PETILIA POLICASTRO – C’è la prova della cassa comune del clan in un pizzino trovato nella disponibilità di Domenico Bruno, al momento dell’arresto. Il blitz è quello condotto dai carabinieri e della Dda di Catanzaro nel marzo 2020. Operazione Eleo. In quel biglietto erano indicati gli importi da consegnare al presunto reggente della cosca di Petilia Policastro, Rosario Curcio. Ma anche ad altri esponenti del clan come Giacinto Castagnino, Mario Garofalo e Pierluigi Ierardi.

LA CONTABILITÀ DEL CLAN NASCOSTA IN UN PIZZINO

La «contabilità della ‘locale aggiornata sino al dicembre 2019», osserva il gup distrettuale Matteo Ferrante nelle motivazioni, appena depositate, della sentenza. Sentenza con cui nel luglio scorso ha disposto otto condanne contro la presunta cosca di Petilia Policastro (e due assoluzioni per posizioni marginali) e ha scagionato, sia pure con formula dubitativa, il presunto reggente Rosario Curcio dall’accusa di essere stato il mandante di un un caso di lupara bianca, quello dell’allevatore Massimo Vona, scomparso nel nulla nell’ottobre 2018.

Un fatto di sangue per il quale era stata peraltro proposta l’assoluzione anche dal pm Antimafia Pasquale Mandolfino. «Pur a fronte di non trascurabili elementi indiziari circa il suoi coinvolgimento nell’eliminazione di Massimo Vona, gli elementi raccolti non offrono la prova piena, al di là di ogni ragionevole dubbio, della concreta misura del suo specifico contributo causale e psicologico offerto, in qualità di mandante dell’iniziativa, all’ideazione, organizzazione e deliberazione dell’omicidio», scrive il gup.

La sentenza accoglieva quasi in toto le richieste avanzate dalla pubblica accusa nel processo col rito abbreviato. Processo scaturito dall’inchiesta con cui la Dda del capoluogo calabrese ritiene di aver sgominato i nuovi assetti del clan petilino.

LE ORIGINI DELL’INCHIESTA ELEO

L’inchiesta trae origine dalla violenta escalation di qualche anno fa nell’Alto Marchesato.

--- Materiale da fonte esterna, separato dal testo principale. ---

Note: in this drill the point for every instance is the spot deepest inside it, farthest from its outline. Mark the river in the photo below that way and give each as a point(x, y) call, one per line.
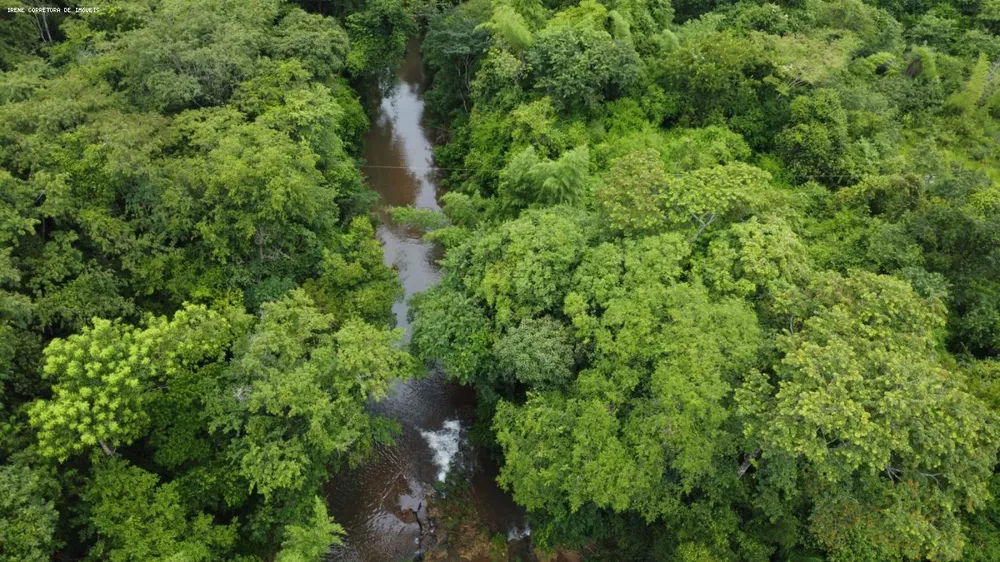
point(383, 504)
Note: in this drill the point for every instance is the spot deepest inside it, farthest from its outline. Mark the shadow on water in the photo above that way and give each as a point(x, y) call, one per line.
point(383, 504)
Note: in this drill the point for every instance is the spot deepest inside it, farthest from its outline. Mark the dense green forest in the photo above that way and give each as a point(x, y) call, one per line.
point(724, 276)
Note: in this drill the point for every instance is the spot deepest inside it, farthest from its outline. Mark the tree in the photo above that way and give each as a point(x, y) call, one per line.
point(885, 448)
point(28, 516)
point(294, 400)
point(630, 196)
point(579, 67)
point(538, 352)
point(136, 518)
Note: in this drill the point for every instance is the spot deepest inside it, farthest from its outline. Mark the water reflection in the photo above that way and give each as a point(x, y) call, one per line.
point(383, 504)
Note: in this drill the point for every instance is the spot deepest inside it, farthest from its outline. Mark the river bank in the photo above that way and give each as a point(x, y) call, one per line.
point(404, 503)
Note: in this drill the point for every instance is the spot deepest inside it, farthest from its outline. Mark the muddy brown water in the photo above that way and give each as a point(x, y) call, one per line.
point(383, 504)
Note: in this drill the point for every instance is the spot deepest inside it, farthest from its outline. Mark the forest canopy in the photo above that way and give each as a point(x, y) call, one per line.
point(724, 276)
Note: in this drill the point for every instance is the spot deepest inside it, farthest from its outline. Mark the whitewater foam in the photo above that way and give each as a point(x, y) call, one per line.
point(444, 443)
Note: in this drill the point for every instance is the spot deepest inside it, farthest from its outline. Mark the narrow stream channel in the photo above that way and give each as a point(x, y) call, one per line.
point(383, 504)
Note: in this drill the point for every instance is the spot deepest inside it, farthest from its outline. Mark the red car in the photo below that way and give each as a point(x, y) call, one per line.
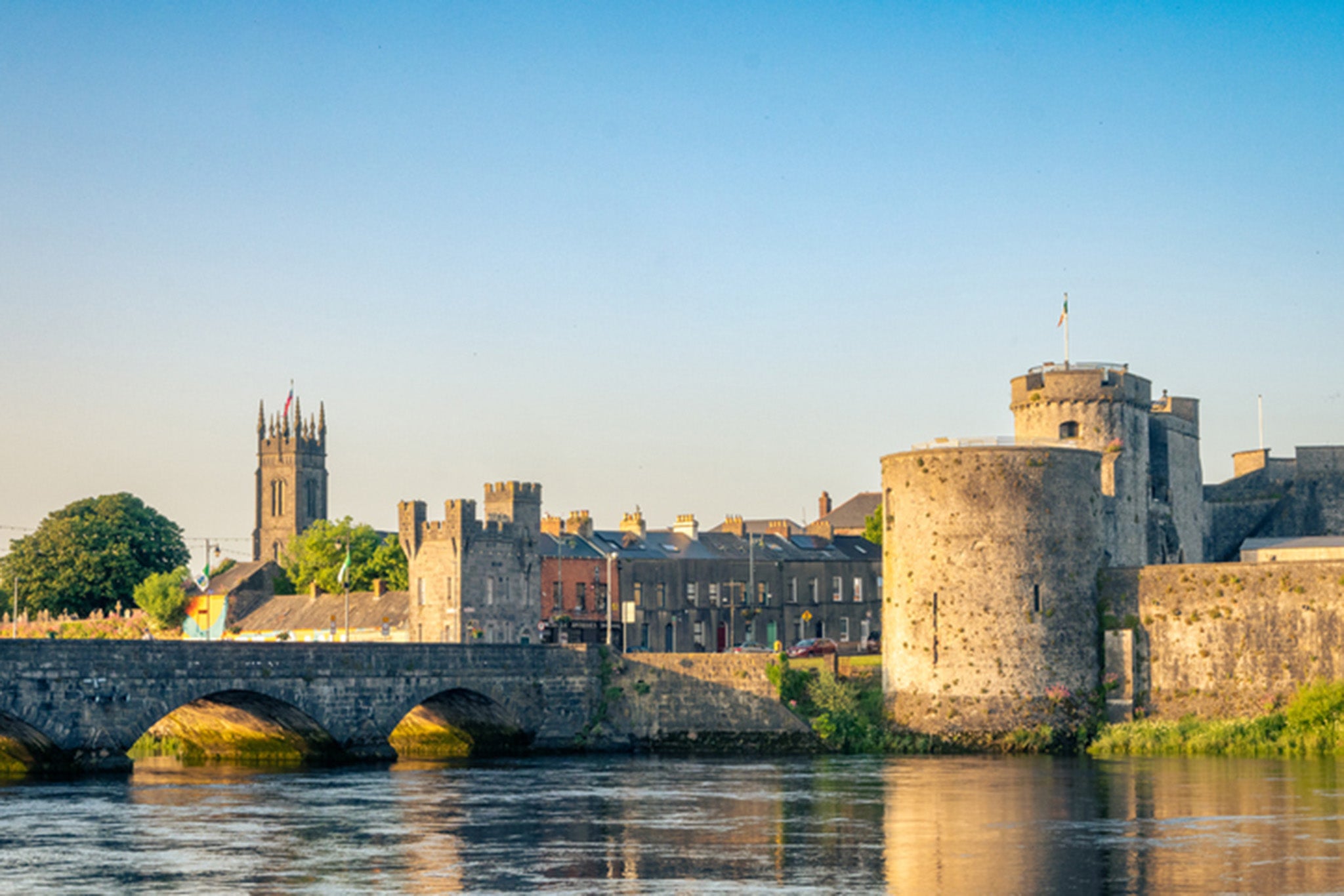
point(814, 648)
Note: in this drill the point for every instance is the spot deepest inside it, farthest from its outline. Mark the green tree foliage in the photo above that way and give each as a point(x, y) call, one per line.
point(318, 555)
point(873, 525)
point(91, 555)
point(163, 598)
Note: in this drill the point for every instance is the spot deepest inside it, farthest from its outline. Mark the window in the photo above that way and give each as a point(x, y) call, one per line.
point(934, 628)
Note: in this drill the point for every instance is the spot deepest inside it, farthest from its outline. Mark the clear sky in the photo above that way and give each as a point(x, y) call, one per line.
point(705, 258)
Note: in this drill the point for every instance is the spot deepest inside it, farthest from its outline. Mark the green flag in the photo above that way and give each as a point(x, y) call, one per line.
point(345, 569)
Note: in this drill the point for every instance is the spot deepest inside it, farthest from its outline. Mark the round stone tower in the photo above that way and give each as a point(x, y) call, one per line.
point(990, 563)
point(1102, 407)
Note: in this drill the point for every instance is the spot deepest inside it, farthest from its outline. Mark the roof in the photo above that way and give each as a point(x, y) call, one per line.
point(761, 527)
point(854, 514)
point(241, 577)
point(291, 611)
point(665, 544)
point(1295, 542)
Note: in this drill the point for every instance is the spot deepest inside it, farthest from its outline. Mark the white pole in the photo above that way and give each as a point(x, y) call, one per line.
point(1260, 413)
point(1066, 331)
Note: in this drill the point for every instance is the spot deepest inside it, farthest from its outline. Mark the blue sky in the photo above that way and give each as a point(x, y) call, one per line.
point(684, 257)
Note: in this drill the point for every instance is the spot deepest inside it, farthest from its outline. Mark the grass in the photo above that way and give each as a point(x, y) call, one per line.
point(1312, 724)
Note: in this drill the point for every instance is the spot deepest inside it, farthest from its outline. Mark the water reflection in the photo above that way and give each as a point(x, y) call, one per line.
point(640, 825)
point(1031, 825)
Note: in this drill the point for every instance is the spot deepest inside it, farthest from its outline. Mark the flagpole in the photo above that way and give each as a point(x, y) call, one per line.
point(1066, 331)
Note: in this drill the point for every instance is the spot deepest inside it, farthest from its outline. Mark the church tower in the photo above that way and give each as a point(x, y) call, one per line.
point(291, 479)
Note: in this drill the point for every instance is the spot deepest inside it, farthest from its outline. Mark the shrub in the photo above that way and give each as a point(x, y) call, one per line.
point(163, 598)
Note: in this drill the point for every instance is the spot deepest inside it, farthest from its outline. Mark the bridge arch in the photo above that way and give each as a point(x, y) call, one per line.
point(24, 750)
point(459, 722)
point(236, 724)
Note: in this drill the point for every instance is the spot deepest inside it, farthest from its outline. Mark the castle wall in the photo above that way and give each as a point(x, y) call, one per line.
point(1227, 638)
point(990, 561)
point(1178, 483)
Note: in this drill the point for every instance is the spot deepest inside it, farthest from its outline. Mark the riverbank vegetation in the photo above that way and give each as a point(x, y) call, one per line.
point(1311, 724)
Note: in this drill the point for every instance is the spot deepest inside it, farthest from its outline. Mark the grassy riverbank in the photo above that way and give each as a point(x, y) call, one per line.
point(1312, 724)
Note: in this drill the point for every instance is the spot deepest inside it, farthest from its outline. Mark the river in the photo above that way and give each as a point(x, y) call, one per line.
point(686, 825)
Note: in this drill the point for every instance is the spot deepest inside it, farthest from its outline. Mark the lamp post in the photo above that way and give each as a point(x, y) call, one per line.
point(610, 559)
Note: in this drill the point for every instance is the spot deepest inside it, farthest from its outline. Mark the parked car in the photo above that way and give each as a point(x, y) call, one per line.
point(814, 648)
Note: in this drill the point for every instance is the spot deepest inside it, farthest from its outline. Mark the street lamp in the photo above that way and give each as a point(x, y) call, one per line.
point(610, 559)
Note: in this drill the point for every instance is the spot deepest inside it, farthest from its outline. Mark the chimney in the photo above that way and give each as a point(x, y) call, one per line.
point(687, 525)
point(633, 523)
point(579, 524)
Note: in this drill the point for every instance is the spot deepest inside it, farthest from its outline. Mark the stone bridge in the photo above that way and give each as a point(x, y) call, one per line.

Esplosa tra fatti di sangue e incendi alle strutture turistiche nel cuore della Sila cotronellara, segno evidente di una ripresa in grande stile del racket. I carabinieri del Reparto operativo di Crotone e quelli della Compagnia di Petilia Policastro ricostruirono le fila dell’organizzazione. Al vertice ci sarebbe stato Curcio, uno dei pochi capi della cosca petilina in libertà dopo aver scontato una lunga detenzione per l’omicidio e il tentato omicidio dei coniugi Carlo Mario Mirabelli e Carmela Garofalo, fatto di sangue dell’agosto 1990. I primi segnali di una recrudescenza criminale si erano registrati proprio dopo la scarcerazione di Curcio, a cominciare dalla ripresa degli atti intimidatori nella località Trepidò, frazione turistica della vicina Cotronei, da sempre sotto il controllo della cosca petilina.

Così sarebbe stata fatta luce sulle estorsioni nei confronti dei villaggi turistici “Baffa” e “Palumbo”. Ma anche sul controllo del settore delle scommesse sportive tramite l’accesso a piattaforme estere per le giocate e su reati di usura e attività finanziaria illecita. Proprio quel pizzino, secondo il gup, costituisce la «riprova della perdurante operatività» del sodalizio criminoso. Ciò nonostante l’arresto di Curcio, avvenuto sul finire del 2018 nell’ambito dell’operazione Tisifone, contro le cosche di Isola Capo Rizzuto.

GLI ESITI DEL PROCESSO

Nel processo che ne è scaturito, Curcio è stato condannato a dieci anni per associazione mafiosa e per questo è stato assolto, nel nuovo procedimento, dalla medesima accusa anche se comunque si è beccato una pena di 8 anni per le estorsioni di cui è stato ritento mandante. Del resto, in una delle conversazioni captate sui mutati equilibri ‘ndranghetistici nel Crotonese, uno dei presunti affiliati, Domenico Mirabelli, discutendo dell’arresto di Curcio nell’operazione Tisifone osserva che questi non aveva neanche fatto in tempo a consolidare la sua leadershiip. «’U Pilurusssu (nomignolo di Curcio, ndr) adesso che aveva preso un po’ di incarico, che lui è stato sempre chiuso che lo comandavano, mo’ che l’hanno preso in questa maniera, sai come la prende?».